Du-Vent-dans-mes-mollets---Carine-Tardieu.jpgRéalisé par Carine Tardieu en 2012 avec Agnès Jaoui, Denis Podalydès, Isabelle Carré, etc.

 

En cette année 1981, « La boum » passe à la télévision, François Mitterand accède à la Présidence et la décoration, les vêtements, les coupes de cheveux sont, comment dire, d’époque !

 

Rachel Gladstein, 9 ans, étouffe entre sa mère protectrice qui la gave de boulettes, son père installateur de cuisine se fichant un peu de tout et sa grand-mère hémiplégique qui partage sa chambre.

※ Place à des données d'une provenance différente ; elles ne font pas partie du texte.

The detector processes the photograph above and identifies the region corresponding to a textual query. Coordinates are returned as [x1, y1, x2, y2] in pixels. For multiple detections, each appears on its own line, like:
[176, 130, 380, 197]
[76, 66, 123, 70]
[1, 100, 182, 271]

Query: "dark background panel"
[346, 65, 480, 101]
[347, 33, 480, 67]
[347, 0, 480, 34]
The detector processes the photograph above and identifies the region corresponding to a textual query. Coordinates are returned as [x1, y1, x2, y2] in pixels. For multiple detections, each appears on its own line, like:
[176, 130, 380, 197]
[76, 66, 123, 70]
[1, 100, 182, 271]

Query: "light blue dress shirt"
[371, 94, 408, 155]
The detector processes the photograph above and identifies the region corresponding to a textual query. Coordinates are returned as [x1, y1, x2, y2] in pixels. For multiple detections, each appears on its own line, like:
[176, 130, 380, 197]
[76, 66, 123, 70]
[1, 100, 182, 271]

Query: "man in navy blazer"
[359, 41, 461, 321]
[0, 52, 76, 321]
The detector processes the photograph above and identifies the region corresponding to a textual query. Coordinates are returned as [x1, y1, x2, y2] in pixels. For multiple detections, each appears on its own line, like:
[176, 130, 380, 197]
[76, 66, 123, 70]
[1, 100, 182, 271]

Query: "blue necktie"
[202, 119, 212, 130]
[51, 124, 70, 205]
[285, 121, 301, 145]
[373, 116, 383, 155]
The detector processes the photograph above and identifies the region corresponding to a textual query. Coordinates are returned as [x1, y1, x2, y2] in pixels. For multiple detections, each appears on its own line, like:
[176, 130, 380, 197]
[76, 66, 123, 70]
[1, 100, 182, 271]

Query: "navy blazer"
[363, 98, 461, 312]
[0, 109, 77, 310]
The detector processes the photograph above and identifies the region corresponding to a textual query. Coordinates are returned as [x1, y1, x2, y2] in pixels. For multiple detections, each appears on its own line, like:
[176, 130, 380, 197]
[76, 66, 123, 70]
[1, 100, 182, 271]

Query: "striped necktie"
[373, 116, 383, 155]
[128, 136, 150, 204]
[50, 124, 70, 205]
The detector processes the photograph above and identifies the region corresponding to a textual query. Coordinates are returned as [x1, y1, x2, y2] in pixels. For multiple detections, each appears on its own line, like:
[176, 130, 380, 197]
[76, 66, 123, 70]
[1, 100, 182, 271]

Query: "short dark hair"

Rachel se débat entre sa mère qui l’emmène consulter une psychologue mais en a peut-être davantage besoin que sa fille et son père qui se réfère sans arrêt à ses années d’enfance et sa déportation dans les camps d’extermination. Alors, évidemment, lorsqu'elle rencontre Valérie, une camarade de classe vive et au langage débridé, toute la vie de la famille va en être bouleversée. D’autant que sa mère, divorcée, possède une cuisine en piteux état !

 

Sous une bonne dose d’humour parfois potache, parfois sans aménité, le film aborde des thèmes plus profonds : les relations mère – fille, la perception de la mort par les enfants, l’épanouissement personnel, l’impact du passé sur le présent. Les préoccupations des enfants et ceux des adultes ne s’avèrent pas si éloignés et les envies enfantines trouvent parfois une résonance particulière chez les parents.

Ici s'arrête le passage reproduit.